Being overweight or obese predisposes an individual to many medical problems including diabetes, high blood pressure, heart disease, stroke, depression and some types of cancer. In the United States, the frequency of these conditions is increasing at epidemic rates.

Dr. Anbar Ahmad and the Experts at North Georgia Endocrinology work closely with dietitians, exercise physiologists, behavioral therapists and bariatric surgeons as part of the Comprehensive Weight Loss Center to help patients achieve realistic weight-loss goals and improve health.

Diagnosing Obesity

Obesity is diagnosed using a formula based on height and weight called the body mass index (BMI). Several online BMI calculators are available. Higher BMIs are associated with greater risk of health problems.

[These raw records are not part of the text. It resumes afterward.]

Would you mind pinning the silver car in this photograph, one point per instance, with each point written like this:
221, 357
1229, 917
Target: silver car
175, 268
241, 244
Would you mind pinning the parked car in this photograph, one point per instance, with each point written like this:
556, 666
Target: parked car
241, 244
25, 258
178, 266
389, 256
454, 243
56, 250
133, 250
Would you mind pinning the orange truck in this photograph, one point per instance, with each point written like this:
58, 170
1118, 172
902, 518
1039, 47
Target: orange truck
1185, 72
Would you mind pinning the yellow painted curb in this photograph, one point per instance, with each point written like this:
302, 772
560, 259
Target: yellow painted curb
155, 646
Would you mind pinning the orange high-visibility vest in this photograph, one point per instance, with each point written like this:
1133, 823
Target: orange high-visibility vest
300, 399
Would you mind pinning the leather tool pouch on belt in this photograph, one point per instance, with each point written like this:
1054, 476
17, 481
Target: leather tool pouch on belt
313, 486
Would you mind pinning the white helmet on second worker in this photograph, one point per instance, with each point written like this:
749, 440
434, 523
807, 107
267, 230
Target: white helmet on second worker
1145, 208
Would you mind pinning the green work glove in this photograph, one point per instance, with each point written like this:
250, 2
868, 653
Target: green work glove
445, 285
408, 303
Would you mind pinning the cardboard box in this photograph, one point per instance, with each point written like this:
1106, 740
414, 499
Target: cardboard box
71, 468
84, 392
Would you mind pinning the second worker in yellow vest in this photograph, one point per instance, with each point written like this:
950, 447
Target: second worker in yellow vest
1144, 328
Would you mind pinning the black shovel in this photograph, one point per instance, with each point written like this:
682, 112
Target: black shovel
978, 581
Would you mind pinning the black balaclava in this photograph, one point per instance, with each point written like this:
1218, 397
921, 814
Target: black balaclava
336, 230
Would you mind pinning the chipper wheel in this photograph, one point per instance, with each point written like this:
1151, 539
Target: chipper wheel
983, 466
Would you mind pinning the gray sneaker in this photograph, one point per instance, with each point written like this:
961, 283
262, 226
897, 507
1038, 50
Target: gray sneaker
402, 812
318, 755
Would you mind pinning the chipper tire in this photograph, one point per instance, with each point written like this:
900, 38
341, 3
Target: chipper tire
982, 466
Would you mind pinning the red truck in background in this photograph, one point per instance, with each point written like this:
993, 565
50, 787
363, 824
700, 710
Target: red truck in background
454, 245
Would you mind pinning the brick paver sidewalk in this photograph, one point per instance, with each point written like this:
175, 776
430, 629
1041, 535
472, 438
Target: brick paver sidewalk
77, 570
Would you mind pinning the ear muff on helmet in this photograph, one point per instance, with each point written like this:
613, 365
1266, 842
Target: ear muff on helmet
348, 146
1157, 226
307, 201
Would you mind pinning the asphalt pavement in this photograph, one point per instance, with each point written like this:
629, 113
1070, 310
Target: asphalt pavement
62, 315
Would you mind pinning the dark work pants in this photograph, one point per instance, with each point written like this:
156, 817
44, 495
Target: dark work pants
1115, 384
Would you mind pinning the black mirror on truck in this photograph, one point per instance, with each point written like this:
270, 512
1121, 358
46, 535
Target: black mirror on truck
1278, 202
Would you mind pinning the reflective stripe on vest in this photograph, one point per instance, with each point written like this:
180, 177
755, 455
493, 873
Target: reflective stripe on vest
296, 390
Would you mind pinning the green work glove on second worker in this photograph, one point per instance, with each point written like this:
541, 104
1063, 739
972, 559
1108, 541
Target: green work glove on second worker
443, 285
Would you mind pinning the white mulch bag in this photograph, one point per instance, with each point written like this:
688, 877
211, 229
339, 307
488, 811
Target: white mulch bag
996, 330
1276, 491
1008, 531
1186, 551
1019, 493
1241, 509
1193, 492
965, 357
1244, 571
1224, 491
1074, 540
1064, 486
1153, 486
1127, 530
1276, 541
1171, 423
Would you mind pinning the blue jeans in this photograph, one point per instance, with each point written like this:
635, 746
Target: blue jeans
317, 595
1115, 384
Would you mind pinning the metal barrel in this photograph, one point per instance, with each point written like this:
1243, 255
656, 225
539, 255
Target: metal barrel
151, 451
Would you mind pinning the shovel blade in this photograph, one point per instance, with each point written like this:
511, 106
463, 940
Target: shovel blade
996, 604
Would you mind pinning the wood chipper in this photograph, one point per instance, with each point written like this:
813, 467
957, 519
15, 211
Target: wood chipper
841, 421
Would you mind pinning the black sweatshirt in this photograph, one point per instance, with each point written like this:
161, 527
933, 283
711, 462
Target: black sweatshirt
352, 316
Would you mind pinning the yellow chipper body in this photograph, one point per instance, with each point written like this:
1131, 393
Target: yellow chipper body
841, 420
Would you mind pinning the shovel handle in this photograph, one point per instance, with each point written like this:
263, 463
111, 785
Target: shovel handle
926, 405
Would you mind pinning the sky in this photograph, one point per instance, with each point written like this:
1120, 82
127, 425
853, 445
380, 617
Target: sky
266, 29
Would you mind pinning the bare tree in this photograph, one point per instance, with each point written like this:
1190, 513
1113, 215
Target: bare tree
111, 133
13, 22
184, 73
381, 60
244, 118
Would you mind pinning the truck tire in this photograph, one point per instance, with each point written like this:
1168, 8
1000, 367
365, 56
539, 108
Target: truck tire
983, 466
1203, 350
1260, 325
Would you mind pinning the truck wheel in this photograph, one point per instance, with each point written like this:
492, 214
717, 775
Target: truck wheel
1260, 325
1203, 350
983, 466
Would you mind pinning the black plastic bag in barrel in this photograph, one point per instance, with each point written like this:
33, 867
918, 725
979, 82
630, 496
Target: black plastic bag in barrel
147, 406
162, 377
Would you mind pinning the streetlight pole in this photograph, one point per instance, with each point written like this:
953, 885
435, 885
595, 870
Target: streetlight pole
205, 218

A normal BMI is 18.5 to 24.9. Adults with a BMI of 30 or more are considered obese. Measuring waist circumference can also be helpful in determining risk of obesity-related diseases.

While many people have a genetic predisposition to obesity, the multidisciplinary team can identify other causes and monitor for complications. These secondary conditions, which frequently have endocrine causes, can be identified through a careful medical history, physical exam, blood tests, saliva tests and X-rays, if needed.

Secondary causes of obesity include:

  • Hypothyroidism and hyperthyroidism
  • Cushing syndrome/Cushing’s disease
  • Insulinoma
  • Brain trauma or brain tumors
  • Medications
  • Sleep disorders
  • Rare congenital obesity syndromes, including:
    • Prader-Willi syndrome
    • Bardet-Biedl syndrome
  • Lipodystrophy syndromes (abnormal deposits of fat tissue), including:
    • Congenital generalized (no fat on the body since birth)
    • Familial partial (fat only in certain areas)
    • Acquired generalized (diffuse loss of fat)
    • Acquired partial (loss of fat only in certain areas)
    • Acquired lipodystrophy in HIV-infected patients

The specialists at North Georgia Endocrinology will work to find the best treatment options for you and your condition. Schedule an appointment with Dr. Anbar Ahmad to find a treatment plan that works for you.

Transgender

Transgender Health

Gender dysphoria is the stress and anguish that a person feels when the gender they identify with is incongruent with their biological sex. There are many forms of gender expression that can range from dressing differently to hormone therapy to gender reassignment surgery. Our priority is to provide a safe space to help you in your transition. We will work with you to find the therapy that works for you, and we will support you every step of the way.